BAGIKAN
(AFP)

Di Belanda, Anda dapat tetap membantu planet ini setelah Anda meninggal — dengan memilih peti mati hidup yang terbuat dari jamur yang mempercepat pembusukan tubuh Anda.

Peti mati mengubah mayat menjadi kompos yang memperkaya tanah berkat miselium, struktur akar dari jamur.

The “Living Cocoon” adalah yang pertama di dunia, menurut Bob Hendrikx, yang menemukan idenya tersebut di sebuah laboratorium mahasiswanya di Delft Technical University.

“Ini adalah peti mati hidup pertama di dunia, dan sebenarnya Sabtu lalu manusia pertama di Belanda dijadikan kompos dan dikembalikan ke siklus kehidupan,” katanya kepada AFP.


Peti mati itu adalah tempat peristirahatan terakhir bagi seorang wanita berusia 82 tahun, yang tubuhnya akan membusuk dalam dua hingga tiga tahun.

Jika menggunakan peti mati tradisional dengan kayu berpernis dan gagang logam, prosesnya biasanya memakan waktu lebih dari sepuluh tahun.

Peti mati itu sendiri akan lenyap hanya dalam waktu 30 hingga 45 hari.

“Sebenarnya ini adalah organisme, jadi terbuat dari miselium yang merupakan struktur akar jamur,” kata Hendrikx. “Mereka adalah pendaur ulang terbesar di alam”.

“Ini adalah cara paling alami untuk melakukannya … kita tidak lagi mencemari lingkungan dengan racun dalam tubuh kita dan semua hal yang masuk ke dalam peti mati tetapi sebenarnya mencoba untuk memperkaya dan benar-benar menjadi kompos untuk alam.”

Terkenal

Peti mati itu memiliki ukuran dan bentuk yang sama dengan peti mati biasa tetapi warnanya yang pucat, khas dari miselium.

Di dalamnya terdapat lapisan tebal lumut, di mana jenazah — dan berbagai serangga serta makhluk tanah lainnya — akan berbaring.

Secara keseluruhan peti mati jauh lebih ringan dari pada peti kayu.

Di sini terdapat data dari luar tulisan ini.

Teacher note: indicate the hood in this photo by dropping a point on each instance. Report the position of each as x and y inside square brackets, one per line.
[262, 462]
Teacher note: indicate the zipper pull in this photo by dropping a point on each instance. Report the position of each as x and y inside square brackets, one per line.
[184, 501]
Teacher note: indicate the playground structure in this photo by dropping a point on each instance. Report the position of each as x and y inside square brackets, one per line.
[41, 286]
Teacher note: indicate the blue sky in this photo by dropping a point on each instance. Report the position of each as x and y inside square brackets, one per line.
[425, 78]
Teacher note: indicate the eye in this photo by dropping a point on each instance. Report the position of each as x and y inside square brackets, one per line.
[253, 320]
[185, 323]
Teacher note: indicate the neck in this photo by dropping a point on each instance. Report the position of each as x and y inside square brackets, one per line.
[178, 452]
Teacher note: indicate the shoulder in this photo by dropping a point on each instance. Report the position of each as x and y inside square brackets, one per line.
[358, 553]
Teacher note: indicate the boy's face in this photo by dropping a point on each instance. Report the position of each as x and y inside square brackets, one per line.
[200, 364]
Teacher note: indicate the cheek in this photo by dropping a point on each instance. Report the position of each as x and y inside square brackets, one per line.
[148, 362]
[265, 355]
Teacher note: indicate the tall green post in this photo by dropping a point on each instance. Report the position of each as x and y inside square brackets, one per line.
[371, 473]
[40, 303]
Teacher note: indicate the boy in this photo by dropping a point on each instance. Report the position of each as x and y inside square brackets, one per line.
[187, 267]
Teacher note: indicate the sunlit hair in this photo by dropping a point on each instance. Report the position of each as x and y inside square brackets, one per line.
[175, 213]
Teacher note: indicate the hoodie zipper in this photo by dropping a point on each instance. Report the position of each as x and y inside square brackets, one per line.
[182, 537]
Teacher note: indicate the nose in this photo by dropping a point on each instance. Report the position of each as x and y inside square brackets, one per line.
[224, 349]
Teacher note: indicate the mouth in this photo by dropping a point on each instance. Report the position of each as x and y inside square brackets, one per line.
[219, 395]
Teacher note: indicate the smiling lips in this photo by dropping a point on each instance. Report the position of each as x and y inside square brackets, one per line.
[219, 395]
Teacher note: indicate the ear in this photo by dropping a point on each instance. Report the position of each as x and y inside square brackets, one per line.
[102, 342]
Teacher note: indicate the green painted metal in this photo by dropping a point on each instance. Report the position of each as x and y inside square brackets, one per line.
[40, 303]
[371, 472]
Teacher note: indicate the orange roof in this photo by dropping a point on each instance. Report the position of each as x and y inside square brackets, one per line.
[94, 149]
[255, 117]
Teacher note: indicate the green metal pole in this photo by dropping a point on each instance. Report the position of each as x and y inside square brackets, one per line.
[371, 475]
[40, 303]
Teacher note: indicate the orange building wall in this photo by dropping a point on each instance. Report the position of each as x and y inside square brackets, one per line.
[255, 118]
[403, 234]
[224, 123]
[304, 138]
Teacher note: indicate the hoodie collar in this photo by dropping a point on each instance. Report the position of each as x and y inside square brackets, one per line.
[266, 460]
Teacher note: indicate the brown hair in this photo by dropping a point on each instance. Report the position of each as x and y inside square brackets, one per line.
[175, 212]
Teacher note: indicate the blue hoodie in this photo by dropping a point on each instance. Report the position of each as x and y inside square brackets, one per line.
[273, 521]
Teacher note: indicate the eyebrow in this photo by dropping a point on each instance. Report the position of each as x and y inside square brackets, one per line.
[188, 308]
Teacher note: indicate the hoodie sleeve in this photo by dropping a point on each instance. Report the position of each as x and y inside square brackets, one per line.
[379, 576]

Harganya juga lebih murah, saat ini harganya sekitar 1.500 euro.


Pembuatan peti mati ini, diperlukan untuk sedikit mencari makanan, pertama untuk lumut dari hutan, kemudian mengumpulkan miselium dari jamur, lalu mencampurkannya dengan woodchip (serpihan kayu).

“Pelan-pelan dalam tujuh hari ini sebenarnya lumayan cepat, akan tumbuh menjadi materi padat yang sebenarnya merupakan organisme,” kata Hendrikx.

“Setelah itu secara alami dikeringkan dengan membuang jamur dan membiarkannya. Jadi miselium, organismenya, menjadi tidak aktif.

“Saat berada di dalam tanah, ia kembali mulai aktif ketika banyak uap air mengenai organisme. Kemudian ia memulai proses pembusukan.”

Inspirasi Hendrikx tidak berasal dari ketertarikan yang mengerikan pada mayat atau kompos manusia, tetapi suatu kebetulan.

Terpesona dengan aplikasi jamur, ia pertama kali mencoba membuat “rumah tinggal” untuk tesisnya.

Namun ketika ditanya apa yang akan terjadi dengan tubuh neneknya jika ditinggalkan di dalam rumah, Hendrikx mendapatkan gagasannya.

Sekarang, itu telah menjadi sebuah start-up, yang disebut Loop, yang telah menandatangani kesepakatan dengan rumah duka, dan juga menimbulkan kehebohan di media sosial .

“Melihat reaksi yang kami alami saat online, kami cukup yakin ini akan menjadi terkenal,” katanya.